In pratica, è anche il motivo per cui molte app Web3 sembrano superficiali.
Nel momento in cui un'applicazione necessita di continuità, gli sviluppatori escono dalla catena. Progresso del giocatore, comportamento dell'utente, apprendimento dell'IA, reputazione. Tutto ciò finisce per essere memorizzato altrove. La blockchain diventa un verificatore, non un sistema su cui gli utenti possono fare affidamento completamente.

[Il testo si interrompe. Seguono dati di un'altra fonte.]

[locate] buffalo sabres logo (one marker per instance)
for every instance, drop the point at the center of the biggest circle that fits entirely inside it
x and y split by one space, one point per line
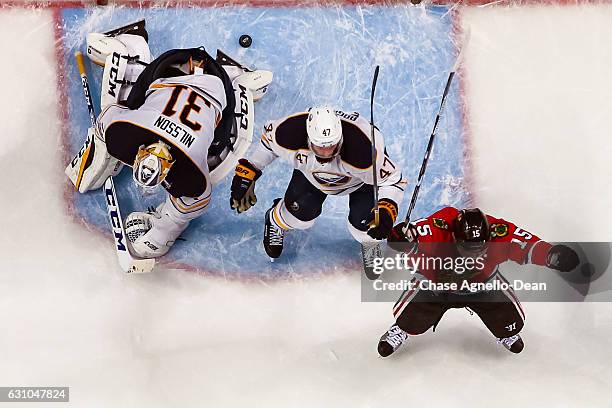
330 179
440 223
499 230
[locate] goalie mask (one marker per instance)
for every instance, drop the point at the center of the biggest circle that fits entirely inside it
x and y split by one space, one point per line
151 166
472 232
324 133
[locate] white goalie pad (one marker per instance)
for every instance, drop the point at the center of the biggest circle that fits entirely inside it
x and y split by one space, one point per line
92 165
245 122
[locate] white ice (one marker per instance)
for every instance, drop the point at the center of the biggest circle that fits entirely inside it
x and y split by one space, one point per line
537 88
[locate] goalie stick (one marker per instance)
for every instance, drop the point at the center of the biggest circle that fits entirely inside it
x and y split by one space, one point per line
128 263
372 250
451 75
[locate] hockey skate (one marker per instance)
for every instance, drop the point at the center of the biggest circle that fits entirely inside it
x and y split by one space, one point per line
513 343
392 340
273 235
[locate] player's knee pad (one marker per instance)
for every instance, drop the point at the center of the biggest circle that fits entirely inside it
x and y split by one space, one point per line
286 219
187 208
359 235
92 165
152 234
303 208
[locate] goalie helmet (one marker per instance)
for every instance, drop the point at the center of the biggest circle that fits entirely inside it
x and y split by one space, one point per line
324 132
151 166
472 232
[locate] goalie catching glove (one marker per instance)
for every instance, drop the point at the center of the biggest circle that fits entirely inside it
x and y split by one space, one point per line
387 215
243 186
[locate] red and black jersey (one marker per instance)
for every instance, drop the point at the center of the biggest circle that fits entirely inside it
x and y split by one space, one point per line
508 243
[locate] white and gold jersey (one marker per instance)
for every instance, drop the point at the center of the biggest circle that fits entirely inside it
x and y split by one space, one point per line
350 169
183 112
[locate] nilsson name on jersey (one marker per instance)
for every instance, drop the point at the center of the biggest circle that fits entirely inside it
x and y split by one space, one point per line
174 130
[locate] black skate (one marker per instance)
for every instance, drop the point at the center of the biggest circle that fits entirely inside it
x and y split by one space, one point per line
513 343
273 235
392 340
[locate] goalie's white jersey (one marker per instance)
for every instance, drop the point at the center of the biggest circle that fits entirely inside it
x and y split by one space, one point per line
181 111
350 169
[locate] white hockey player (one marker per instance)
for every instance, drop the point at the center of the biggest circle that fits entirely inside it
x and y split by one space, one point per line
331 153
181 121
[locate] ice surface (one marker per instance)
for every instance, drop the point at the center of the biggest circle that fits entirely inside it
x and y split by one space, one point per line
178 339
318 55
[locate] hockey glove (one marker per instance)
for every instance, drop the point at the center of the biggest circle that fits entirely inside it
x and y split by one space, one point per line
403 238
562 258
243 186
387 215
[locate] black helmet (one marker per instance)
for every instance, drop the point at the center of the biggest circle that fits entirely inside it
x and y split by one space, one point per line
471 231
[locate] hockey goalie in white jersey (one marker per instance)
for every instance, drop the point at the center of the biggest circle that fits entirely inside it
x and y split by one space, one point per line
181 121
331 153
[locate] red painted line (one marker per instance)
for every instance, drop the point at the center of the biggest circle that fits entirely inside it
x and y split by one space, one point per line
286 3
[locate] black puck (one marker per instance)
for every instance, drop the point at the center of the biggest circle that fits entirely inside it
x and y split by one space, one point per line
245 40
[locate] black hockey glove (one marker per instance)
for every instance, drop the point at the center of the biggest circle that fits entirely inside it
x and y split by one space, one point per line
243 186
387 215
562 258
403 238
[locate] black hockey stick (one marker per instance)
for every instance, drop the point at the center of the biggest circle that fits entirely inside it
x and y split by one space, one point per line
374 172
449 81
371 251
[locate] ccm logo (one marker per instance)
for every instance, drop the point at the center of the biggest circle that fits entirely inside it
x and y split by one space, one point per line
113 214
244 108
112 77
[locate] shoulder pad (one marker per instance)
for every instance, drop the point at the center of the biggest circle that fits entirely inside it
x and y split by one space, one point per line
291 133
356 146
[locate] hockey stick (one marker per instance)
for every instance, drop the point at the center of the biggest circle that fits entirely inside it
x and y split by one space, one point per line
128 263
374 172
370 251
451 75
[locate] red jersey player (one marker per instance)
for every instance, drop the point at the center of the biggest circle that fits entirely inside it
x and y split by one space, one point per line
488 241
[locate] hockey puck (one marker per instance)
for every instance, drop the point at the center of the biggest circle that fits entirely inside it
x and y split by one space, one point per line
245 41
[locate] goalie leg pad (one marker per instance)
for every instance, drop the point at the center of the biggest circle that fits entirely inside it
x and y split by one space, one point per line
152 234
92 165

Questo crea un divario silenzioso tra promessa e realtà. Gli utenti pensano di interagire con software decentralizzati, ma le parti più importanti spesso dipendono da servizi che non possono ispezionare o controllare. Quando quei servizi falliscono o cambiano, l'app si rompe in modi che la blockchain non può riparare.
Vanarchain sfida questa impostazione di default mettendo in discussione la stessa assenza di stato. Invece di considerare la memoria come una responsabilità, la tratta come qualcosa che può essere progettato con cura e intenzionalmente on-chain. Non tutto appartiene lì, ma ciò che appartiene non dovrebbe essere esternalizzato per abitudine.
Questo approccio non è facile. Uno stato persistente aumenta la responsabilità. Gli errori di design sono permanenti. Ma riduce anche le dipendenze invisibili che minano la fiducia nel tempo.
I sistemi senza stato sono efficienti. I sistemi con stato sono resilienti.
Se Web3 vuole costruire applicazioni su cui le persone possano fare affidamento, non solo sperimentare, dovrà affrontare onestamente questo compromesso. Alcune catene sono costruite per elaborare transazioni. Altre stanno iniziando a pensare a cosa significhi supportare vite digitali reali.